Ethereum’un kurucu ortağı Vitalik Buterin, Devconnect konferansında yaptığı açıklamalarda büyük finans kuruluşlarının Ethereum üzerindeki artan etkisinin ağın temel değerlerine zarar verebileceğine dikkat çekti. Özellikle BlackRock gibi dev kurumların Ethereum üzerindeki varlıklarını artırmasının, platformun geleceği için ciddi riskler barındırdığını savundu.
Kurumsal Sermayenin Tehlikeleri
Wall Street kökenli fonlar ve büyük finans kuruluşları son dönemlerde yüklü miktarda Ethereum satın almaya başladı. Şu anda bu kurumların elindeki ETH miktarı hem doğrudan hem de çeşitli hazinelerde büyük bir paya ulaşmış durumda.
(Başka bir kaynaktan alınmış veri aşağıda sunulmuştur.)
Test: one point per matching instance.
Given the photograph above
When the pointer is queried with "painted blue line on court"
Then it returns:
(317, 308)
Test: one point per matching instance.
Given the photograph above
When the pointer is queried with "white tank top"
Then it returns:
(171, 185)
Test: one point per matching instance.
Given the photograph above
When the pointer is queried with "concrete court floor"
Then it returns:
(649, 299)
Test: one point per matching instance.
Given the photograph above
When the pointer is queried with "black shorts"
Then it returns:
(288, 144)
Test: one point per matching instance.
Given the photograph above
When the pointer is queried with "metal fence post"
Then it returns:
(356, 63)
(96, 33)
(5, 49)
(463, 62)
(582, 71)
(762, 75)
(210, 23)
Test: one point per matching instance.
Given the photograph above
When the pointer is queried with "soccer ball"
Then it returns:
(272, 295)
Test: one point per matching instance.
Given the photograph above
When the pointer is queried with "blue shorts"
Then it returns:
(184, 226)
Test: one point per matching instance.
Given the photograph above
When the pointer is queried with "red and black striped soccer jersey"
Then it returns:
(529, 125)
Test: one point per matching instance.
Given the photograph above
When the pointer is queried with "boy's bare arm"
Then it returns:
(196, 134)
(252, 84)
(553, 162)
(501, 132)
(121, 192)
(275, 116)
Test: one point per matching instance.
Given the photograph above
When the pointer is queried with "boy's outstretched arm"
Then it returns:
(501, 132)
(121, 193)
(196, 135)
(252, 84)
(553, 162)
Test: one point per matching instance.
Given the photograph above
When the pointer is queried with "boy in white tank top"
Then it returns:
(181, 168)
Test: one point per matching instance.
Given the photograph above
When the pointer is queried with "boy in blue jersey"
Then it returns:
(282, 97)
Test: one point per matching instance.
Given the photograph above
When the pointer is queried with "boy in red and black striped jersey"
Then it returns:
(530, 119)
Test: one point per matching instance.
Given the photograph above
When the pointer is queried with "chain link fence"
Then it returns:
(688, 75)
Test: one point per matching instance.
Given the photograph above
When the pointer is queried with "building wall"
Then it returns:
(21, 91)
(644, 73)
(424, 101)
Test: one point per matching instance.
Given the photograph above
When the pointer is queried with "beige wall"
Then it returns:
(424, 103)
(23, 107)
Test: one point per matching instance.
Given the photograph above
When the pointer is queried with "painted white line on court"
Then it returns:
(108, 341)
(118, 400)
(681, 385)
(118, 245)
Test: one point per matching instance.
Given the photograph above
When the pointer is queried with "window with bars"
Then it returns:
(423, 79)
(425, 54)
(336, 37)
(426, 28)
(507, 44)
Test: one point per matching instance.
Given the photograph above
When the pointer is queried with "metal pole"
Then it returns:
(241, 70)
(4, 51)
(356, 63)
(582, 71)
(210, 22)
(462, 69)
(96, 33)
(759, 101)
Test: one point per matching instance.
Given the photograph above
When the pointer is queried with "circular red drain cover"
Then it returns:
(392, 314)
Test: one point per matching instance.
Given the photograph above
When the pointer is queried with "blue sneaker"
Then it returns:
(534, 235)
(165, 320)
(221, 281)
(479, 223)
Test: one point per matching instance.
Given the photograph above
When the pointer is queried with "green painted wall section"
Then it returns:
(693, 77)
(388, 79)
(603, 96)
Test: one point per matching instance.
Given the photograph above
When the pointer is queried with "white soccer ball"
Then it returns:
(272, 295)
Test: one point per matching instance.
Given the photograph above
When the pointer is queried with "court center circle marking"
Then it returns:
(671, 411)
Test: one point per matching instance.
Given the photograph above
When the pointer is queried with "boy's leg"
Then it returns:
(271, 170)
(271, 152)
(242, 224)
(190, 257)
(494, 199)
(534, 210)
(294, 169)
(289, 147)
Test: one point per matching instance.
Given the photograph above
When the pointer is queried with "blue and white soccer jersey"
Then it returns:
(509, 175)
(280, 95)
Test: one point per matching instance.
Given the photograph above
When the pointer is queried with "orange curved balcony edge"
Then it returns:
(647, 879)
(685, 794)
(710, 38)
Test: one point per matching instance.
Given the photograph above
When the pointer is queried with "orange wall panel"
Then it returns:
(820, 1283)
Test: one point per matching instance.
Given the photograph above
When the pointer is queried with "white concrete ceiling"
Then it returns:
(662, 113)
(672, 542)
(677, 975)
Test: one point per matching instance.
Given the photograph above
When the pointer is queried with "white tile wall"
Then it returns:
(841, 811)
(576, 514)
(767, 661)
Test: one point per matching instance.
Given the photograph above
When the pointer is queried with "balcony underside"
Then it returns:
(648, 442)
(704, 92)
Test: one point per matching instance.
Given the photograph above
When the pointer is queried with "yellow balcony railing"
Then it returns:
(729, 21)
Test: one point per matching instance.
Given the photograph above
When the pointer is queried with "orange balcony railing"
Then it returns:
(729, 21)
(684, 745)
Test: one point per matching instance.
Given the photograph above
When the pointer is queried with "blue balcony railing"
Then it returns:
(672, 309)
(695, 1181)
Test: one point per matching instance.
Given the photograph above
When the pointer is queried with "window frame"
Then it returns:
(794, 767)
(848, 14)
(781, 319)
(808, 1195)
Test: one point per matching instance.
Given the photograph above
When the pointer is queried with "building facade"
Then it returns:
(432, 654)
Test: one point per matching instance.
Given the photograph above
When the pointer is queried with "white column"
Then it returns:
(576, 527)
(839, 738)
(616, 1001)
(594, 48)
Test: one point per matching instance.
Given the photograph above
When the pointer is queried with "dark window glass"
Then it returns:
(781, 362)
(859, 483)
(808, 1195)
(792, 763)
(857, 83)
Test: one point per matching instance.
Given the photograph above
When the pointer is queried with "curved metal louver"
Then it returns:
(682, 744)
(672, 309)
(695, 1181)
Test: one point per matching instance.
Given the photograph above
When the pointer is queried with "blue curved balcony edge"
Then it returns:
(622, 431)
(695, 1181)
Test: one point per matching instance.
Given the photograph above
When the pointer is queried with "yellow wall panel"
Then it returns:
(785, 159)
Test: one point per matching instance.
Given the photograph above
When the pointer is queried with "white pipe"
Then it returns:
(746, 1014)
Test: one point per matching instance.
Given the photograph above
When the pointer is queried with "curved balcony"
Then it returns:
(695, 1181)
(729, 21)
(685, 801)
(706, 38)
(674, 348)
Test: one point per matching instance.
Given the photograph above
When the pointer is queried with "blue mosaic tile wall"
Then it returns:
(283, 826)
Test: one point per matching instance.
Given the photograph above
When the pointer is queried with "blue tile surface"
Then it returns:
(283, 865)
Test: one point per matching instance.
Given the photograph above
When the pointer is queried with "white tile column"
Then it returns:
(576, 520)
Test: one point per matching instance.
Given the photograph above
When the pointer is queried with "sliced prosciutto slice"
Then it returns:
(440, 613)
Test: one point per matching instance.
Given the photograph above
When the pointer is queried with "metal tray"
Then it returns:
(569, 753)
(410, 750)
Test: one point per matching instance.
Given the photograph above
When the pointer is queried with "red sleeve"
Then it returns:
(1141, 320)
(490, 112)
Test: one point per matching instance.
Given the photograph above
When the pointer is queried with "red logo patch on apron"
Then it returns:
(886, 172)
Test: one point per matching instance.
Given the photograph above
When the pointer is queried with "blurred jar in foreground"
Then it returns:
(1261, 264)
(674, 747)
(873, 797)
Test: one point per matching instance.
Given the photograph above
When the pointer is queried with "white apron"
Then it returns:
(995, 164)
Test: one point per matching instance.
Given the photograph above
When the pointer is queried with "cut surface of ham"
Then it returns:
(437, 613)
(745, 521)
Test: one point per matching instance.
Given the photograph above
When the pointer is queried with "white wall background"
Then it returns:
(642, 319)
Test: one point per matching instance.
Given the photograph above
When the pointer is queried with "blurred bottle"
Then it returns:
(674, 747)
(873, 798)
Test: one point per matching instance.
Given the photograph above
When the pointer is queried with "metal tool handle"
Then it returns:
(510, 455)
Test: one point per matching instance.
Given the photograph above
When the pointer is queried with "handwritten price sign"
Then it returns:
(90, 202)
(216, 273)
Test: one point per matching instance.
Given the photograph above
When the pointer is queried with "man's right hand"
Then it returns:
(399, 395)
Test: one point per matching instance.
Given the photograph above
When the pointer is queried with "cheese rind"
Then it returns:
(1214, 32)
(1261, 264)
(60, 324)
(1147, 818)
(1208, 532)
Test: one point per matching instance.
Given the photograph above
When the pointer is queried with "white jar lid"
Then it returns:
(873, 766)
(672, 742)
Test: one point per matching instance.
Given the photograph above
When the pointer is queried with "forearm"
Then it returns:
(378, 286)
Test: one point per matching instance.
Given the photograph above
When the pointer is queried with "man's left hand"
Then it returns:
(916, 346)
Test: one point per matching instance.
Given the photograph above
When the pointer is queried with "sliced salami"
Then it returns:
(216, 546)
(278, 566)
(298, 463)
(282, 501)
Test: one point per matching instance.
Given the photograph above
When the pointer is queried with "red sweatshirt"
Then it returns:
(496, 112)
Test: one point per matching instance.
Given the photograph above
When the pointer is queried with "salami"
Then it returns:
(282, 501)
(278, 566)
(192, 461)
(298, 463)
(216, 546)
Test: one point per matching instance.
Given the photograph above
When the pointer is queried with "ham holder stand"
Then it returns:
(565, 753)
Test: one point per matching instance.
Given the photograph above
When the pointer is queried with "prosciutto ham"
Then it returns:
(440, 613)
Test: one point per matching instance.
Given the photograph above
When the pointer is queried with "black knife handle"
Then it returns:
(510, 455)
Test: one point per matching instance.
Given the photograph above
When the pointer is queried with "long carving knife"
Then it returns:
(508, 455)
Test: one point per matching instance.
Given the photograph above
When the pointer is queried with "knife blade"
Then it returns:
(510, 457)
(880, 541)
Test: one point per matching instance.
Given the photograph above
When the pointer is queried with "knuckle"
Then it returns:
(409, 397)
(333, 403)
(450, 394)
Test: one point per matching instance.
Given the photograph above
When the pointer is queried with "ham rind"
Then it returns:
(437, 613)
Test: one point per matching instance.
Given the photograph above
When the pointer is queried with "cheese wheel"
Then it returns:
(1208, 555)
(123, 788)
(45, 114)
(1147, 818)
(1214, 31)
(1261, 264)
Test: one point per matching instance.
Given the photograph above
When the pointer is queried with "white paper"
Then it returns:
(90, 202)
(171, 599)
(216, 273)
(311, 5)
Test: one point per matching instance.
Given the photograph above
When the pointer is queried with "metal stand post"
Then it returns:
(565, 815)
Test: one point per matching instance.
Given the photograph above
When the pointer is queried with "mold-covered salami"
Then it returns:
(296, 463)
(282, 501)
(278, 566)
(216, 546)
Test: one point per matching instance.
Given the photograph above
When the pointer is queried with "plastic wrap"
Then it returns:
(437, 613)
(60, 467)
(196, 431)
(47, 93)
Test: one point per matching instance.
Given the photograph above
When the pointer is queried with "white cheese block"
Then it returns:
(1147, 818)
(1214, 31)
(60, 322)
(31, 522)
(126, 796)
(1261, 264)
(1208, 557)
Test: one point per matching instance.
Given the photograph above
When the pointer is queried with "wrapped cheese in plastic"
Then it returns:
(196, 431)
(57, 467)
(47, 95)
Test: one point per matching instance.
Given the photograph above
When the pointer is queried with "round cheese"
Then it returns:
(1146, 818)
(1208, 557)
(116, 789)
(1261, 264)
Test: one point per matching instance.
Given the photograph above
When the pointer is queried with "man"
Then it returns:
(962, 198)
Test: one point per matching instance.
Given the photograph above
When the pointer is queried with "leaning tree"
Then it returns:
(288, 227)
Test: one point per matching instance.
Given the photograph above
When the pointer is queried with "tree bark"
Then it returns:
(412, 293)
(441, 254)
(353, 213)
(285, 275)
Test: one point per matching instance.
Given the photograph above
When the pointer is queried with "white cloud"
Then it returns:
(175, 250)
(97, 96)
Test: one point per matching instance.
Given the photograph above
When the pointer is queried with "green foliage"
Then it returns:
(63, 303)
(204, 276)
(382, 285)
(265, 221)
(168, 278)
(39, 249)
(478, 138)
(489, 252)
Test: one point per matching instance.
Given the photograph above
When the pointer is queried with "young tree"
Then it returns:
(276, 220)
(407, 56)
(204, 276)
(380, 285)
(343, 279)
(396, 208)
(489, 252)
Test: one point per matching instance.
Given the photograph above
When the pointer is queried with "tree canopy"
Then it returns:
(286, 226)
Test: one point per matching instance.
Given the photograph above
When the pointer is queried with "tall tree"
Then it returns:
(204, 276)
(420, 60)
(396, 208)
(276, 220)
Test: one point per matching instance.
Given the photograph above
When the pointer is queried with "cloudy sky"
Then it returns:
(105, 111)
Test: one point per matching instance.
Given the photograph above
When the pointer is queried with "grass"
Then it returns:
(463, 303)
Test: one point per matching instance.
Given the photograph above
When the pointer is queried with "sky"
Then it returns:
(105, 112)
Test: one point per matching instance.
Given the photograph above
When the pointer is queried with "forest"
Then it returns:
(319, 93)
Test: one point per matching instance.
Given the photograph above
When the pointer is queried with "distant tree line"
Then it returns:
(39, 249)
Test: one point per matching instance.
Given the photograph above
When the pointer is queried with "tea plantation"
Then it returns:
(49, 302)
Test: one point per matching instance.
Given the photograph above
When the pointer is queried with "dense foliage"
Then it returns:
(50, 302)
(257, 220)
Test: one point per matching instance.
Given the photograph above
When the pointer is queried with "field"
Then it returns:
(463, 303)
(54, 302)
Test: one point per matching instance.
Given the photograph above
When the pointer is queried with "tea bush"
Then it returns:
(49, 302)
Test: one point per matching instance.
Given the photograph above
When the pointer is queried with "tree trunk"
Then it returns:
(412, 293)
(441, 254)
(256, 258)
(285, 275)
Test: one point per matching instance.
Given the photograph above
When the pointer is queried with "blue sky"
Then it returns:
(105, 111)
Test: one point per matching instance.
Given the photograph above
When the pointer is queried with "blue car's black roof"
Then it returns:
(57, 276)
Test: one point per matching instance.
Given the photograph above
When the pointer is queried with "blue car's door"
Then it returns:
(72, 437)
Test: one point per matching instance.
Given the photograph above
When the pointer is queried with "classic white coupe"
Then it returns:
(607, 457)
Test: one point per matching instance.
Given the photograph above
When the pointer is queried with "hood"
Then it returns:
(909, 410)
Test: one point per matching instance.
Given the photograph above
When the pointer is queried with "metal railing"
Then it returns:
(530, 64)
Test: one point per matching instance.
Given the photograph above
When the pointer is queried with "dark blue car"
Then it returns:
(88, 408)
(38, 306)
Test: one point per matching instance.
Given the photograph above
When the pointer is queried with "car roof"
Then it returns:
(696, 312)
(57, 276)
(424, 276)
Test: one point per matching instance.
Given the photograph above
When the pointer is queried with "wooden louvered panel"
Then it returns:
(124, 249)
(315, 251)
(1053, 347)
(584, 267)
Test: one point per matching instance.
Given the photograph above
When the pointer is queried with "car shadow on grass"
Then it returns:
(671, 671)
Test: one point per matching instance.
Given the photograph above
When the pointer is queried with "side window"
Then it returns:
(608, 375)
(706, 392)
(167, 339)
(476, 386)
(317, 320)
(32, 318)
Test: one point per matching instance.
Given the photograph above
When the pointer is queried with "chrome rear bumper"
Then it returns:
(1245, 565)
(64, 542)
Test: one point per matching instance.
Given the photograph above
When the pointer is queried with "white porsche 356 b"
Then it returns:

Piyasa analistleri, yakın bir zamanda kurumların Ethereum’un toplam arzının yüzde 10’undan fazlasına sahip olabileceklerini tahmin ediyor. Bu gelişmeye dikkat çeken Buterin, kripto varlıkların aşırı kurumsallaşmasının aslında başarı gibi göründüğünü ancak, derin ve tehlikeli bir soruna işaret ettiğini belirtti.
Buterin, “Kurumsal baskının Ethereum’un topluluk tabanını dağıtma ve teknik yapıyı merkezileştirme riski doğuruyor” uyarısında bulundu.
Ethereum ağı, izinsiz ve sansüre dayanıklı yapısıyla öne çıkarken, finans devlerinin talepleri doğrultusundaki değişikliklerin bu temel değerleri zayıflatabileceği belirtiliyor. Buterin, topluluğun amacının finans devlerine değil, özgür ve demokratik finansal sistemlere hizmet etmek olduğunu vurguladı.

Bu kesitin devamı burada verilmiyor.